Cuentan que un trabajador de un frigorífico, justo a la hora de terminar su jornada, comenzó una inspección. Por error quedó atrapado y, ante la imposibilidad de solicitar auxilio, estaba condenado a morir por hipotermia.
Transcurrido el tiempo suficiente para pasar de la desesperación a una obligada calma por la falta de fuerzas, sintió que la puerta se abría. Era el portero del lugar. Ante el asombro y la pregunta de cómo supo que estaba allí encerrado, humilde aquel le respondió que en todos los años de trabajo en ese sitio del único empleado que recibía el saludo de buenos días y la despedida en la tarde era de él, aunque viniera retrasado, hubiera frío, llovizna o agotadoras jornadas; por eso se percató de que no había abandonado el edificio y, presumiendo algo extraño, lo buscó por todas partes.
El conmovedor relato me llevó a pensar irremediablemente en aquellas personas que nunca podrían ser rescatadas por el custodio al final del día; que, aun cuando no vengan retrasados, no haya frío, llovizna ni alguna contrariedad, entran a esos lugares donde pasarán muchas horas sin ofrecer su saludo, y en la tarde se van sin ser notados, porque tampoco lo dan.
Los que entran a un departamento en silencio y, aunque crean que no molestan, sí lo hacen; y si alguien quiere aleccionarlos los saludan con un “tú no dormiste con nosotros” o si no los dejan que sigan perpetuando su distancia, porque si son así qué se les va a hacer.
Quienes nunca felicitan al que está de cumpleaños, a quien recibió un nuevo ser en la familia, contrajo matrimonio, no desean un feliz día de los enamorados ni de fin de año ni inicio de otro nuevo.
Pienso en ellos y no porque no podrían ser salvados de morir de una hipotermia verdadera, sino porque andan sin querer salvar a alguien de un amanecer triste, de una pérdida reciente que consume y duele; de los sinsabores del día a día, de los quebrantos del alma y de la mente.

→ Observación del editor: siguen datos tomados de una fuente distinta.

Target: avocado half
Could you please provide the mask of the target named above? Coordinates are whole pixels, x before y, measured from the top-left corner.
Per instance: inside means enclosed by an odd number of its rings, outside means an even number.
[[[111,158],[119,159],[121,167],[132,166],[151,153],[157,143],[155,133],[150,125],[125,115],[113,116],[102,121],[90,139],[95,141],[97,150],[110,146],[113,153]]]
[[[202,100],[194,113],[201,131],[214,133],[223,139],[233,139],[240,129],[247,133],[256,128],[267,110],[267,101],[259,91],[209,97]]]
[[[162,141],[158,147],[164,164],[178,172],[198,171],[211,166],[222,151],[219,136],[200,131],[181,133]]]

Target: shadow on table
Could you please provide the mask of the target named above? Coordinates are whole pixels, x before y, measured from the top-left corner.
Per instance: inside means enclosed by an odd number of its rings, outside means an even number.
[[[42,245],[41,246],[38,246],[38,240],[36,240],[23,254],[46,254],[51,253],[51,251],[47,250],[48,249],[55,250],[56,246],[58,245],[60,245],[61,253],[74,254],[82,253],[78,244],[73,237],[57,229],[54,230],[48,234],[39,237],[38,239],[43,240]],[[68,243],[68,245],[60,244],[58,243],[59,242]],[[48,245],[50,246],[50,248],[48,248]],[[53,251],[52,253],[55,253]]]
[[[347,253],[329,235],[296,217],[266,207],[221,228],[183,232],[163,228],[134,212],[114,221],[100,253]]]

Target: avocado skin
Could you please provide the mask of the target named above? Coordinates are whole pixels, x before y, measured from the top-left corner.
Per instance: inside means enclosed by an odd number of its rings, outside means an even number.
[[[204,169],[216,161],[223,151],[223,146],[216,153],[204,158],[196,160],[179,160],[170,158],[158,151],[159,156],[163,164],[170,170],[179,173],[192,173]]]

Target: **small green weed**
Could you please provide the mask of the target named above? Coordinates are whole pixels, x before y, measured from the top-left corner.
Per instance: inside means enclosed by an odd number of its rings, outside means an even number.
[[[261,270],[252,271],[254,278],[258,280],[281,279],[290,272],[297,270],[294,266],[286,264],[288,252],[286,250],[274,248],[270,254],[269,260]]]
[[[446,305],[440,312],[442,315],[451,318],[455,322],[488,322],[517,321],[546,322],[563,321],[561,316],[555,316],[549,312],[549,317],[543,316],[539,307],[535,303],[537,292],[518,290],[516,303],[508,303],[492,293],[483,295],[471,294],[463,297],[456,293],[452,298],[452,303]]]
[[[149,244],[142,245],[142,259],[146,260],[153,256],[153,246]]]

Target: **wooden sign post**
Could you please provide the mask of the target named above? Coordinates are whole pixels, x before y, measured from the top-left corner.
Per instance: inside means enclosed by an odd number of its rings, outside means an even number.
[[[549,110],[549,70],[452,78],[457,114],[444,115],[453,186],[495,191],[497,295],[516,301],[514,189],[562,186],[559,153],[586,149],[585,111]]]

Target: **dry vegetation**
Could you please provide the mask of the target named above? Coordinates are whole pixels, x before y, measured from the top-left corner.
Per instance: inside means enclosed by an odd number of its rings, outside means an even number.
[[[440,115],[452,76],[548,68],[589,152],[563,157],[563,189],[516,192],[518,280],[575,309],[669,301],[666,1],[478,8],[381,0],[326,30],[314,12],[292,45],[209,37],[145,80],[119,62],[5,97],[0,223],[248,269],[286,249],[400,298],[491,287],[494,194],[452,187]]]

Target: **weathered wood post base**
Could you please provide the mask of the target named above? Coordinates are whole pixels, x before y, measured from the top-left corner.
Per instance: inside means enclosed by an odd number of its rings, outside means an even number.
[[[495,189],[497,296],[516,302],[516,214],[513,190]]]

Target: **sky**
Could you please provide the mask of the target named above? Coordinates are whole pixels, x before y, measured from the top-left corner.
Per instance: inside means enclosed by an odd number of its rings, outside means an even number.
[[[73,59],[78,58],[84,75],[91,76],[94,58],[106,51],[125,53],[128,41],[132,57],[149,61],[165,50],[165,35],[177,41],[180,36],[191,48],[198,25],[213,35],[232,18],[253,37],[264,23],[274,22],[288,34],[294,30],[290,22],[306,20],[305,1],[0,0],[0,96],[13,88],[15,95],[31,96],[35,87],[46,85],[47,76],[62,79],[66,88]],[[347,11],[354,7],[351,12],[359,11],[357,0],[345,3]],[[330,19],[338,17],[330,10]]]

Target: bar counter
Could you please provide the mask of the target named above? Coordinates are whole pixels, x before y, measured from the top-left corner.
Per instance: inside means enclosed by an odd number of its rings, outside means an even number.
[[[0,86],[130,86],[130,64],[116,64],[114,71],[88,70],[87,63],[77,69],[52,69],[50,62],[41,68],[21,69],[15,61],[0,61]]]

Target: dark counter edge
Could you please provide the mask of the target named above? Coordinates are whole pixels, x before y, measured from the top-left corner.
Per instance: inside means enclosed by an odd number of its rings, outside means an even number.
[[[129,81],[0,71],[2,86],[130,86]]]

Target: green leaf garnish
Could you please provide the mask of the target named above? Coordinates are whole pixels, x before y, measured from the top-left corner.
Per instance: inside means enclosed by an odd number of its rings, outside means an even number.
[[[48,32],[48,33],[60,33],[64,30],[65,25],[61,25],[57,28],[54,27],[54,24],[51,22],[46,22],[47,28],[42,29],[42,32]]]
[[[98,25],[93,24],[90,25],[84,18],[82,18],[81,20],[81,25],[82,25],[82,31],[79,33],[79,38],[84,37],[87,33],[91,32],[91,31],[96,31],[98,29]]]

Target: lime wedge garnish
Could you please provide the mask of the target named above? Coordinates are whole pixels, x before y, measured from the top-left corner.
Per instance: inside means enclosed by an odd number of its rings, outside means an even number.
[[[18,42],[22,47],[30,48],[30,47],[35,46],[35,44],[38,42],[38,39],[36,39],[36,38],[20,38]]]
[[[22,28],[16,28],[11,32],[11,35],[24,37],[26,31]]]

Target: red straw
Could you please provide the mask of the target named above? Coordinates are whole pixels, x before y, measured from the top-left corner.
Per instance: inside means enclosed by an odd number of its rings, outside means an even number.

Esos que sin saberlo son salvados minuto a minuto porque en el sitio donde están alguien de pronto se pone de pie y pide un aplauso para fulanito porque llegó nuevo y además aconseja que todos caminen junto a él; porque cerca otro interrumpe para leerles, “enseguidita”, aquellos versos que encontró en una vieja libreta de escuela y deja escuchar, a viva voz, aquel himno de John Lennon: Un día después de la guerra, si después de la guerra existe un día, te tomaré en mis brazos y te haré el amor; o porque, de alguna parte, les llegan los saludos que han regateado, los deseos de un día feliz, la esperanza en un “felicidades por tu exquisito trabajo”.
Pienso en ellos porque sin sospecharlo se van perdiendo muchas cosas; una sonrisa, miradas donde despertaron la luz con una frase; abrazos repentinos, la gratitud salida desde el fondo del espíritu; pequeños momentos que pueden rescatarlos de la más triste de las muertes: la hipotermia del corazón.